En un juego competitivo que contó con 11 empates y 13 cambios de liderazgo, los fanáticos se dieron cuenta de que podrían estar viendo los minutos finales del mandato de Mike Krzyzewski, con Duke luchando contra un equipo que comenzó la noche con la mejor defensa de la nación.
Pero Krzyzewski escuchó a sus jugadores al final del juego cuando le dijeron que era hora de volver a una defensa de hombre a hombre después de que una zona interrumpiera el flujo de Texas Tech en la segunda mitad. Su confianza en ellos ayudó al programa a asegurar un viaje al Elite Eight y un enfrentamiento contra Arkansas.
«Era como un coro de niños católicos», dijo Krzyzewski sobre el llamado colectivo de sus jugadores para el ajuste de la segunda mitad. “Fue un coro. Todos lo dijeron. Todos lo dijeron, y lo dijeron con entusiasmo: ‘Queremos hacer esto. Queremos ir, hombre’. Dios los bendiga. Qué gran grupo, estos niños. Han crecido mucho en los últimos 12 días. Es una alegría. Es algo increíble».

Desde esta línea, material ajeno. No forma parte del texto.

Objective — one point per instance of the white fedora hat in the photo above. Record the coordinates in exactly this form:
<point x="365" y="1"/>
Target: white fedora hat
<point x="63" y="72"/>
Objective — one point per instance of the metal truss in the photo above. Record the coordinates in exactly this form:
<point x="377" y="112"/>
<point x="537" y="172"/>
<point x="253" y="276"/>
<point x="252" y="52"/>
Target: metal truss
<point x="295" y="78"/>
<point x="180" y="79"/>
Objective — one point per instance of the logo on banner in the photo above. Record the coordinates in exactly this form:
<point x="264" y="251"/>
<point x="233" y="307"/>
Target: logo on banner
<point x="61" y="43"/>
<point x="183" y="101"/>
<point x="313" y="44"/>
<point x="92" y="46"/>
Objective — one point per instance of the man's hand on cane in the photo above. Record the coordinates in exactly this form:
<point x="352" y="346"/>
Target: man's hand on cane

Al final de la segunda mitad, el novato de Duke, Paolo Banchero (22 puntos), contrarrestó el triple del guardia de Texas Tech, Kevin McCullar, con un tiro desde más allá del arco que le dio a los Blue Devils una ventaja de 69-68 con 2:57 por jugar. Jeremy Roach (15 puntos, cinco asistencias) hizo jugadas cruciales, incluidos tiros en salto consecutivos para ampliar la ventaja de los Blue Devils en los minutos finales.